« Josephine Baker : First American to Enter France’s Panthéon » titrait le magazine américain Foreign Policy. Mais ce titre recèle deux impropriétés. D’abord, lorsqu’elle a choisi de devenir française, Freda Josephine Baker a décidé de franciser son prénom en ajoutant un accent aigu sur le e. Ensuite, en devant française, elle a également choisi de renoncer à sa nationalité américaine. On pourrait en citer une troisième car elle n’entre pas à proprement parler au Panthéon qui sera pour elle un cénotaphe, c’est-à-dire un monument funéraire qui ne contient pas de corps. Le cercueil contient de la terre des quatre endroits qui ont été importants pour elle : sa ville natale de Saint-Louis dans le Missouri, Paris, Monaco et le Château des Milandes qui a été sa demeure en France. A la demande de sa famille, elle reste enterrée à Monaco aux côtés de son époux.
Cette vie tellement remplie, dont on ne fera pas le rappel ici, la conduite directement dans ce temple « des grands hommes », lui permettant de rejoindre les quatre femmes qui l’ont précédée : Sophie Berthelot en 1907, épouse du chimiste Marcellin Berthelot, Marie Curie en 1995, seul chercheur ayant obtenu deux prix Nobel, un en physique et un en chimie, Germaine Tillon et Geneviève de Gaulle-Anthonioz en 2015.
Dans son discours ponctuant une magnifique cérémonie, le président de la République rappelle que « pourtant rien n’était écrit » pour celle qui mena « tant de combats tant de combats avec liberté, légèreté, gaieté ». « Chanteuse et danseuse mais aussi héroïne de guerre et combattante pour le genre humain ». Elle mena ses combats ses combats aussi bien en France qu’aux Etats-Unis où, bien qu’elle soit devenue française, elle se joignit au mouvement des droits civiques aux Etats-Unis. Elle fut présente aux côtés de Martin Luther King et de tant d’autres lors de la marche sur Washington de 1963.
Son discours lors de la marche sur Washington en 1963
Joséphine Baker “Je voulais aider la France pendant la guerre”

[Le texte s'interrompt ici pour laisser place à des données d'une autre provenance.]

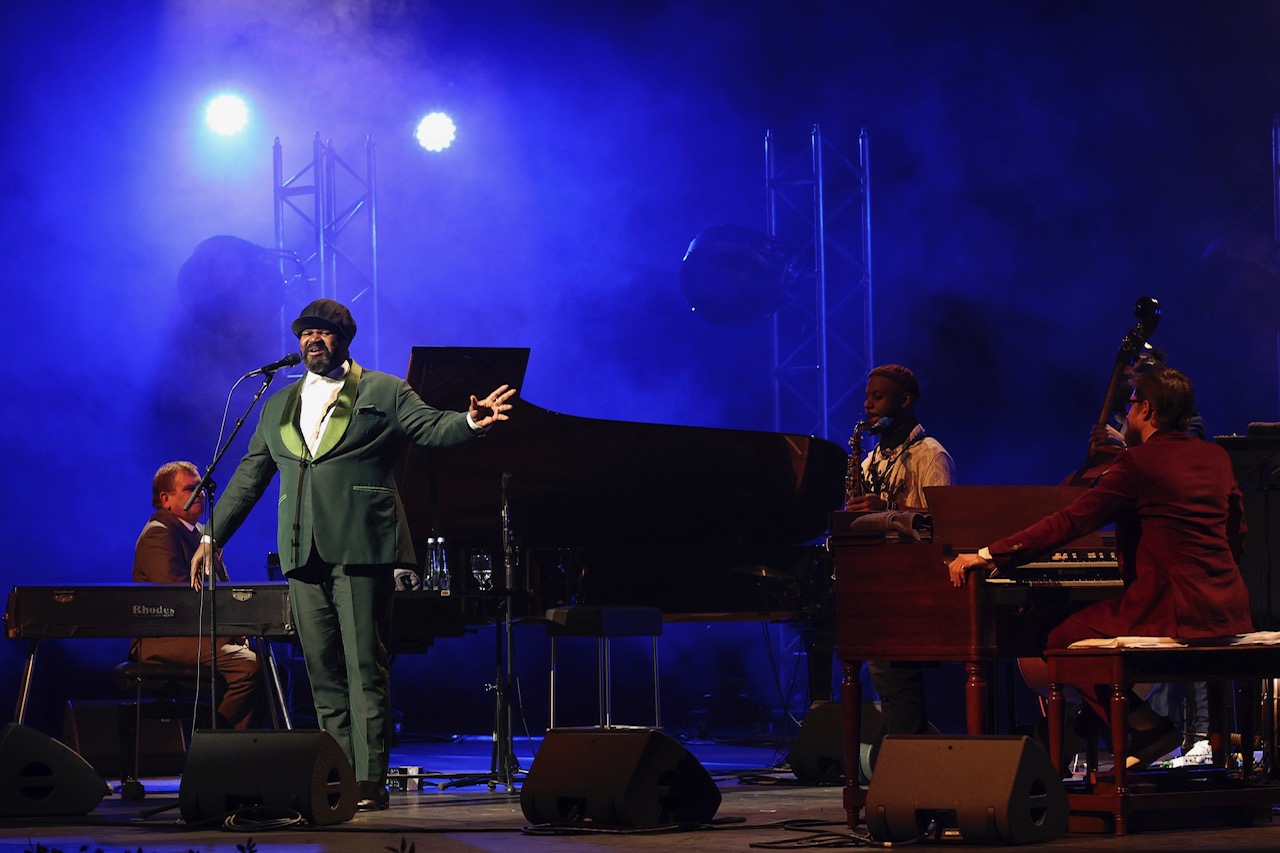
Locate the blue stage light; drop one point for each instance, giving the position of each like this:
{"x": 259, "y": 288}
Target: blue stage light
{"x": 435, "y": 132}
{"x": 227, "y": 114}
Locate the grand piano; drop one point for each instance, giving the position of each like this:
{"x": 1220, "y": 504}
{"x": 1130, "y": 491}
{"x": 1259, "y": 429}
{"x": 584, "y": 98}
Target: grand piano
{"x": 702, "y": 523}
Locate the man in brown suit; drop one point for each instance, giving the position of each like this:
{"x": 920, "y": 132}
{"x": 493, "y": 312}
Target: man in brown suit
{"x": 163, "y": 556}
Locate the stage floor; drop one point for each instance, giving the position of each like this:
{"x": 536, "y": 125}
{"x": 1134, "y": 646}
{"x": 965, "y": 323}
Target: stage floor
{"x": 763, "y": 806}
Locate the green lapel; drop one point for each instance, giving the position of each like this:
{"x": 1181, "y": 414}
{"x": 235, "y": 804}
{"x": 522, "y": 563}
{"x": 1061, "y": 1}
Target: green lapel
{"x": 342, "y": 410}
{"x": 289, "y": 432}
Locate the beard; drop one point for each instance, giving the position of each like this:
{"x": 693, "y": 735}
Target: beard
{"x": 319, "y": 359}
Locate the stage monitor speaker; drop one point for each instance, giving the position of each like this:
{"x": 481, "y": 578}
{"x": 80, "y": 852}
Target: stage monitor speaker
{"x": 617, "y": 778}
{"x": 992, "y": 789}
{"x": 302, "y": 771}
{"x": 817, "y": 753}
{"x": 44, "y": 776}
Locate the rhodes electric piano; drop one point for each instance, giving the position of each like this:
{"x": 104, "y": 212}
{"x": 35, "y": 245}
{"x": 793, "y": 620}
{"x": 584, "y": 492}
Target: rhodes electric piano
{"x": 895, "y": 600}
{"x": 142, "y": 610}
{"x": 696, "y": 521}
{"x": 74, "y": 611}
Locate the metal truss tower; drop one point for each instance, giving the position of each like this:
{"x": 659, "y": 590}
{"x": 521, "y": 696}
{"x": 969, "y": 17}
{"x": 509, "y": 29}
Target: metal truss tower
{"x": 337, "y": 252}
{"x": 822, "y": 334}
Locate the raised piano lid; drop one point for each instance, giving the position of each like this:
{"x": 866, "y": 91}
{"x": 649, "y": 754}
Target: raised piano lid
{"x": 967, "y": 518}
{"x": 580, "y": 482}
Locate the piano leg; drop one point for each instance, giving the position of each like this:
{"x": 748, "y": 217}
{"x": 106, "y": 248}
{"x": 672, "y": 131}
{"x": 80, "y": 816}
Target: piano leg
{"x": 274, "y": 674}
{"x": 976, "y": 697}
{"x": 1056, "y": 720}
{"x": 19, "y": 714}
{"x": 851, "y": 699}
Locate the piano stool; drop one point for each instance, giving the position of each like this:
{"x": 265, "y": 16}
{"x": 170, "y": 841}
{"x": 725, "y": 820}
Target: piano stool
{"x": 604, "y": 624}
{"x": 1121, "y": 799}
{"x": 164, "y": 680}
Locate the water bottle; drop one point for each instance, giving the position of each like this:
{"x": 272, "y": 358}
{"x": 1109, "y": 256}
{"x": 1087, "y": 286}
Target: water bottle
{"x": 442, "y": 565}
{"x": 432, "y": 566}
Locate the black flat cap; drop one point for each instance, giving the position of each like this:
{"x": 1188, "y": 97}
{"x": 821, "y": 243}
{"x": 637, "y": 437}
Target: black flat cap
{"x": 325, "y": 314}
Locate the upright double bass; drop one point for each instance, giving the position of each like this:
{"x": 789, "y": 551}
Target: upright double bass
{"x": 1147, "y": 310}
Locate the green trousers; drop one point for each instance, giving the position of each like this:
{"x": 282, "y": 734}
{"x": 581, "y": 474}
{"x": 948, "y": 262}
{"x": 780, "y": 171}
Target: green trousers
{"x": 343, "y": 617}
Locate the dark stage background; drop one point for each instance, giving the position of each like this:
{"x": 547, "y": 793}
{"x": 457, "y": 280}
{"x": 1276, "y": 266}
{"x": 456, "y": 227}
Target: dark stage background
{"x": 1036, "y": 167}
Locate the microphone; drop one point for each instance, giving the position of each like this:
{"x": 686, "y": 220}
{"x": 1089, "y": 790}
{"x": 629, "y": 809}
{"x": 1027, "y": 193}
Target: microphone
{"x": 881, "y": 425}
{"x": 287, "y": 361}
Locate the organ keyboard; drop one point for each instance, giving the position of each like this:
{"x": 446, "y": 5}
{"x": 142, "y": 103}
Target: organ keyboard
{"x": 895, "y": 600}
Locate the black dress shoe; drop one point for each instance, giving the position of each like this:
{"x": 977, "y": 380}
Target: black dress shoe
{"x": 371, "y": 797}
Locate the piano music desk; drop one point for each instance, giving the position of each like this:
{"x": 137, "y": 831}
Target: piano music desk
{"x": 1114, "y": 798}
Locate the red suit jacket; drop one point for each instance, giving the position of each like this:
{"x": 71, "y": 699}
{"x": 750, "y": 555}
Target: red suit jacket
{"x": 1179, "y": 530}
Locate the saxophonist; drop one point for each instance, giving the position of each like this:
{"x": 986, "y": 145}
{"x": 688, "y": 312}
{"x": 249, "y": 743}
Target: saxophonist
{"x": 905, "y": 459}
{"x": 892, "y": 477}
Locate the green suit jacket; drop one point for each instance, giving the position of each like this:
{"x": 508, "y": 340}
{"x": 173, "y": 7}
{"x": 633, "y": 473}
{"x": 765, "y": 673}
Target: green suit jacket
{"x": 342, "y": 501}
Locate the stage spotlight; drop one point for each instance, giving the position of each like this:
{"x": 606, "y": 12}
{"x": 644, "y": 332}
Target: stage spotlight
{"x": 435, "y": 132}
{"x": 227, "y": 114}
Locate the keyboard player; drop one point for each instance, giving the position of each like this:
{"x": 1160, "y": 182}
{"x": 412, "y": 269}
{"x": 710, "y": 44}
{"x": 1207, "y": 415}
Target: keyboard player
{"x": 163, "y": 556}
{"x": 894, "y": 477}
{"x": 1179, "y": 533}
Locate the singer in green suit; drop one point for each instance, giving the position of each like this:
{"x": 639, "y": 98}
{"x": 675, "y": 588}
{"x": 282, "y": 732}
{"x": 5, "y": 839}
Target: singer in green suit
{"x": 334, "y": 437}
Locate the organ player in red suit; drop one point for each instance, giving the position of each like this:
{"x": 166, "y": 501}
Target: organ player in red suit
{"x": 1179, "y": 532}
{"x": 163, "y": 556}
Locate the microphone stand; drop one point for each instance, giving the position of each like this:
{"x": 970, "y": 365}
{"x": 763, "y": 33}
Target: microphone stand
{"x": 210, "y": 573}
{"x": 504, "y": 765}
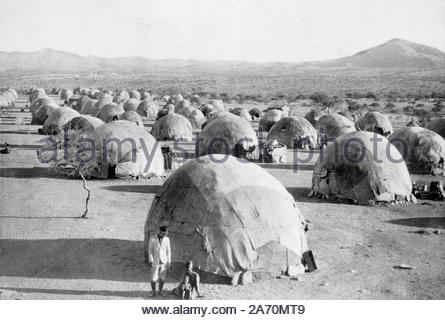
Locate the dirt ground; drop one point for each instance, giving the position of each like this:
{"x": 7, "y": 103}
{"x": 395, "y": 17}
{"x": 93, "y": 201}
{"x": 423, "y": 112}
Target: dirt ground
{"x": 47, "y": 252}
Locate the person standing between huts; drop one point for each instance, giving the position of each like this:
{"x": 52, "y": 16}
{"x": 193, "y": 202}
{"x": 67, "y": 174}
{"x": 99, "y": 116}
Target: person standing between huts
{"x": 159, "y": 258}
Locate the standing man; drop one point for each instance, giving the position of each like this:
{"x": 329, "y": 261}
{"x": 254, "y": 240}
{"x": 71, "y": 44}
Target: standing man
{"x": 159, "y": 258}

« Sa cause était l’universalisme, l’unité du genre humain. L’Egalité de tous avant l’Identité de chacun. L’Hospitalité pour toutes les différences réunies par une même volonté, une même dignité. L’Emancipation contre l’Assignation.

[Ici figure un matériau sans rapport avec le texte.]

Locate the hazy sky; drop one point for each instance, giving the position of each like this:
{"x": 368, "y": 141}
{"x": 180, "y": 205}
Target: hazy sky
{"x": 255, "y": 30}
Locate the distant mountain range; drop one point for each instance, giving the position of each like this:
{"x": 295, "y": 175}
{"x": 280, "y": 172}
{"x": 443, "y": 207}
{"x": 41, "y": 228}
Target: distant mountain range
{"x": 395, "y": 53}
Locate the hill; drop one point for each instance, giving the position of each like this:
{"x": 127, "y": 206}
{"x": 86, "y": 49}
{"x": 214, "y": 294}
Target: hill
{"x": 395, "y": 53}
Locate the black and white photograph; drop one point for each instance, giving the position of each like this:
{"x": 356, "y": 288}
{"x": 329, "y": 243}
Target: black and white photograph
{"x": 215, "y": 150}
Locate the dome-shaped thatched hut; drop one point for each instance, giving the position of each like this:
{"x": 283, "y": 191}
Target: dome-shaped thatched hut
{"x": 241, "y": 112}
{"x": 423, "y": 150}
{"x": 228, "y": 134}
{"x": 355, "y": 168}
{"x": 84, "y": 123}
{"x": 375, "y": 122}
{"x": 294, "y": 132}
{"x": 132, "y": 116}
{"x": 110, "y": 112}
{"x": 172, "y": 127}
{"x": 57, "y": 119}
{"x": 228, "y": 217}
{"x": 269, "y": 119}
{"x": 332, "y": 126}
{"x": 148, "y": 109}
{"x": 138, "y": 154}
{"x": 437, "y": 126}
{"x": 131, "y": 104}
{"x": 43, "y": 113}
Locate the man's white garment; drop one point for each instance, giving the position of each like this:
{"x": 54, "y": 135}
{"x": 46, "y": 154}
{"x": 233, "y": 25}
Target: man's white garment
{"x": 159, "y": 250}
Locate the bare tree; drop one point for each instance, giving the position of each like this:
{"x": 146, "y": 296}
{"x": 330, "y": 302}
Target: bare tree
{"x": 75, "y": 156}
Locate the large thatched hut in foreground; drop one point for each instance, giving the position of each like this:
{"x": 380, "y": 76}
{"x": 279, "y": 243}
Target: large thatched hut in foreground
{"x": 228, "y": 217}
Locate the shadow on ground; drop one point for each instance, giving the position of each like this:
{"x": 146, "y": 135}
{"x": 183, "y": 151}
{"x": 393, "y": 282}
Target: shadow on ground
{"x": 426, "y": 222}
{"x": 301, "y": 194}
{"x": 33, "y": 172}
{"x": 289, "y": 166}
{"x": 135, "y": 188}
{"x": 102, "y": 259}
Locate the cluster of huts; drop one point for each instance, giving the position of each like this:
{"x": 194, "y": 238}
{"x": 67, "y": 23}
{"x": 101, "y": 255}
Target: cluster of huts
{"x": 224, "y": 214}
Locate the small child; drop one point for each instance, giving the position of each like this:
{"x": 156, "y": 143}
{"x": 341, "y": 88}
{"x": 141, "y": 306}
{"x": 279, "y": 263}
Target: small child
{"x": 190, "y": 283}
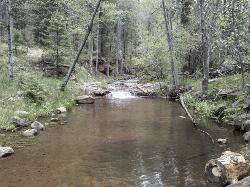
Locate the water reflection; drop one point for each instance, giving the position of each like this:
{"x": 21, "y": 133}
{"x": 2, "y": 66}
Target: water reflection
{"x": 132, "y": 142}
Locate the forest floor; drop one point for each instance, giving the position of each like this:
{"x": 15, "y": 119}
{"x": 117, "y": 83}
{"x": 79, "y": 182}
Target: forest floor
{"x": 30, "y": 94}
{"x": 225, "y": 102}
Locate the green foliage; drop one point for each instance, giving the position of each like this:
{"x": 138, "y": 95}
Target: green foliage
{"x": 204, "y": 109}
{"x": 41, "y": 96}
{"x": 32, "y": 90}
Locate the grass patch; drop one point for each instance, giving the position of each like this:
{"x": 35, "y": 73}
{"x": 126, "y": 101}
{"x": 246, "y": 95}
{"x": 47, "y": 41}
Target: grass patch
{"x": 206, "y": 108}
{"x": 33, "y": 93}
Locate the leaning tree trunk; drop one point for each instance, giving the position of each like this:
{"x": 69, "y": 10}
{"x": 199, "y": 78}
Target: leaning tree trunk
{"x": 10, "y": 40}
{"x": 97, "y": 43}
{"x": 227, "y": 169}
{"x": 205, "y": 49}
{"x": 90, "y": 26}
{"x": 169, "y": 32}
{"x": 90, "y": 53}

Et que nul aujourd’hui ne fasse mentir ou ne détourne son combat universel ! » poursuit Emmanuel Macron.
Peine perdue, cette requête restera lettre morte pour certains qui préfèrent poursuivre leur combat idéologique (Rokhaya Diallo sur la panthéonisation de Joséphine Baker : « Un symbole ambigu »).
« J’admire la grâce avec laquelle elle s’est imposée au cours d’une période où les visages noirs étaient rares dans la sphère publique… » Mais cette rareté n’est-elle pas simplement la conséquence que la population noire en France était extrêmement minoritaire à l’époque ?

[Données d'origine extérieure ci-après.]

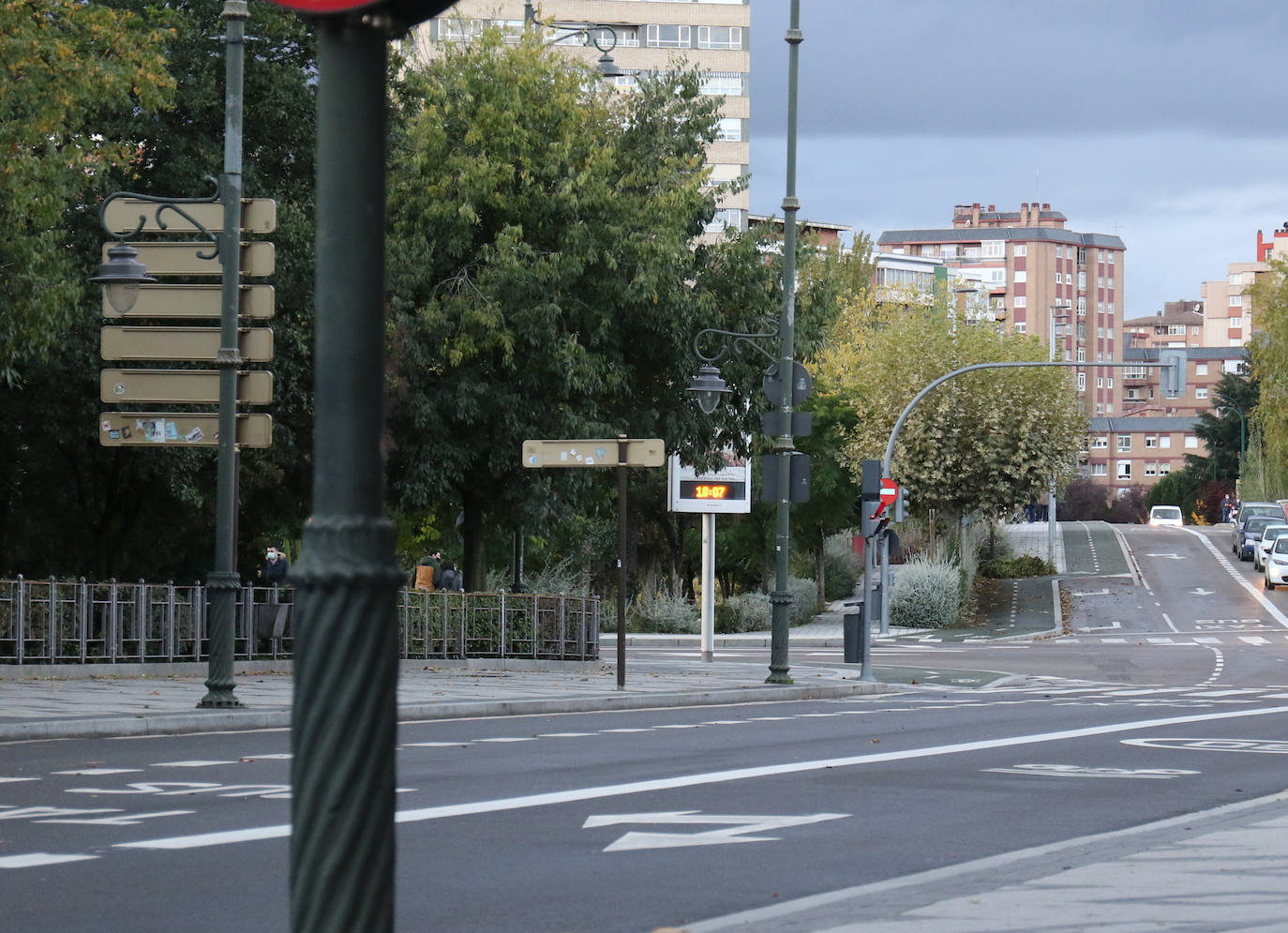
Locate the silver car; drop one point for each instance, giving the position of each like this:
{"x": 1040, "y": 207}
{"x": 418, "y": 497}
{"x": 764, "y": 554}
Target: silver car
{"x": 1266, "y": 543}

La conduite exemplaire de Joséphine Baker et sa reconnaissance et son amour pour la France seraient le pendant des « soupçons qui pèsent aujourd’hui sur tout.e Français.e non blanc.he osant se montrer un tant soit peu critique vis-à-vis de notre sacro-sainte république ». Remarque surprenante pour quelqu’un omniprésent sur les plateaux de télévision qui ne manque pas une occasion de lancer ses critiques comme des flèches.
« Elle fit de son insoupçonnable féminité un atout pour collecter des renseignements au bénéfice de la résistance ». Etonnante remarque alors que quelques lignes plus haut, Rokhaya Diallo critique les médias qui parle de Rama Yade comme de la « belle Rama », « perle noire de Sarko ».
« Joséphine Baker contribuait indirectement au mythe de l’œuvre coloniale républicaine » poursuit l’essayiste alors que son histoire n’a aucun rapport avec elle.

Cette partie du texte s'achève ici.